Density (near r.t.) 1.93 g•cm−3
Melting point 301.59 K, 28.44 °C  
Boiling point 944 K, 671 °C

Francium
Francium is the most reactive alkali metal, and the only metal that is not assessable to the public because of its high reactivity and rarity. Francium has one of the lowest of all known electronegativity rates. It is also the second rarest of all elements on earth. Only twenty to thirty grams of francium is present in the earth’s crust in any one time. The largest amount of francium ever harvested in one time was about ten thousand atoms. There are no commercial use for francium, but only used for study and experimentations. Francium is only present in thorium and traces can be found in uranium. Thorium is about three to four times more common than uranium, and is counted as a waste metal in rare earth mining, making it cheap and in huge amounts.

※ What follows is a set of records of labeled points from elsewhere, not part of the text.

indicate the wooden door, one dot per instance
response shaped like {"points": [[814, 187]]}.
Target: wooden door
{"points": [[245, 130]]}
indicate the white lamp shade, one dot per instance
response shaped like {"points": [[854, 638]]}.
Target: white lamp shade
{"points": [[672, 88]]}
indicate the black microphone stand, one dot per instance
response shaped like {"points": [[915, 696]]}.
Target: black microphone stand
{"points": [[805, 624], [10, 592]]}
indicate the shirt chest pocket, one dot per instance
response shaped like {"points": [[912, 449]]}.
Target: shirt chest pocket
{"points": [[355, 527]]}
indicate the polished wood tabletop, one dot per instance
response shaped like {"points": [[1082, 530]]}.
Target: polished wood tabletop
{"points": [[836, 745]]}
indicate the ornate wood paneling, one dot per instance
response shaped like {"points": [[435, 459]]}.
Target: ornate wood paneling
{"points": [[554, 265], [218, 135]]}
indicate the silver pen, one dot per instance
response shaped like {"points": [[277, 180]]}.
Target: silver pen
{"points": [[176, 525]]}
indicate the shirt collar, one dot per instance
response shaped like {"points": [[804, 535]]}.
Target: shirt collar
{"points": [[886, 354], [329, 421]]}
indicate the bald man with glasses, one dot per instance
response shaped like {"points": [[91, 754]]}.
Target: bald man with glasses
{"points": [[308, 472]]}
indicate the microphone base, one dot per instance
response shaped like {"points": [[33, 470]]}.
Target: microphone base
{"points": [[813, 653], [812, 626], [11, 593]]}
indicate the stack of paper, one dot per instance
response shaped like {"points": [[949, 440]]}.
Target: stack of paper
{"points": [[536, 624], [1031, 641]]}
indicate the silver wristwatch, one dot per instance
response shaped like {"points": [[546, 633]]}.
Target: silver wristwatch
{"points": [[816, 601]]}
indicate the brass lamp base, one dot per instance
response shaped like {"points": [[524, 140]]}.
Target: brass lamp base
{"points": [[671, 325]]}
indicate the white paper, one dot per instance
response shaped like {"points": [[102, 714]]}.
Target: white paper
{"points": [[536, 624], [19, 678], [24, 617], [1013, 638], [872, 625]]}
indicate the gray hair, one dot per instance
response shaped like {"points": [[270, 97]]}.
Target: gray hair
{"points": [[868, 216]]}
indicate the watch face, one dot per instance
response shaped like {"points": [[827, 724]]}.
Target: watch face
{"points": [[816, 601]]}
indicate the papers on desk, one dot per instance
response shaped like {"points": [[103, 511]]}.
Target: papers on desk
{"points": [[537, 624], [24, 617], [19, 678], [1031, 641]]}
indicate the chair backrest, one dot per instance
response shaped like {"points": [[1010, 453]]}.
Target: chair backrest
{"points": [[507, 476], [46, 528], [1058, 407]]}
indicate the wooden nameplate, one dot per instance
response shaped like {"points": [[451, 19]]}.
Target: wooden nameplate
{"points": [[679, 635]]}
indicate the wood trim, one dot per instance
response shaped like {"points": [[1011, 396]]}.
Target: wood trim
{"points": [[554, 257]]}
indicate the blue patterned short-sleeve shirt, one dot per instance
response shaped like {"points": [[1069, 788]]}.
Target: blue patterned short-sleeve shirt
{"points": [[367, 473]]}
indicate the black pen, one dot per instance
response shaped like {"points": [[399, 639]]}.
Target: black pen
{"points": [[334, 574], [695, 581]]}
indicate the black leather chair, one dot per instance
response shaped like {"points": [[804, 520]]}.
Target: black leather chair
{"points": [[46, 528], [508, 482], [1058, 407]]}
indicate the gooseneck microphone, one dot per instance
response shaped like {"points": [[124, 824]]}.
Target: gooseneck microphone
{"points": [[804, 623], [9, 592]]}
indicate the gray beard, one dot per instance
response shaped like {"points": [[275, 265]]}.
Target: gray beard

Despite the fact of its abundance, francium is still a scarce element as it could only be produced by nuclear reaction.
Density (near r.t.) 11.7 g•cm−3
Melting point 2115 K, 1842 °C
Boiling point 5061 K, 4788 °C



[1]Pyrophoric: Would react chemically and ignite if exposed to earth’s air
conditions, usually with water vapour.

[2]Igneous: One of the three main types of rocks on the earth’s crust, formed
by solidified magma or lava.

[3]Heat capacity: Heat capacity is defined as how much heat is needed to raise a
matter by 1 °C

[4] Evaporite Minerals: The leftover soluble sediments of evaporated water

[5]Electrolysis: Electrolysis is a process where electricity is introduced to an
ionic substance, either molten or dissolved in a suitable solvent,
driving an otherwise non-spontaneous chemical reaction to
separate elements from compounds.

[6]Electropositivity: Electro positivity is the ability of elements to lose their
elements, mainly a metal attribute, which means that the
greater metallic character of the element, the higher its
electro positivity, which in turn means that alkali metals are
the most electro positive as above mentioned, they only
have 1 electron on its outer electron shell, and it is easily
lost.

[7]Reducing: A decrease in oxidation state by a molecule, atom, or ion.


[8]Ionize: To convert an atom or molecule into ions by adding or removing
charged particles like electrons or other ions.

[9]Getter: Reactive materials used to remove traces of gas from vacuums.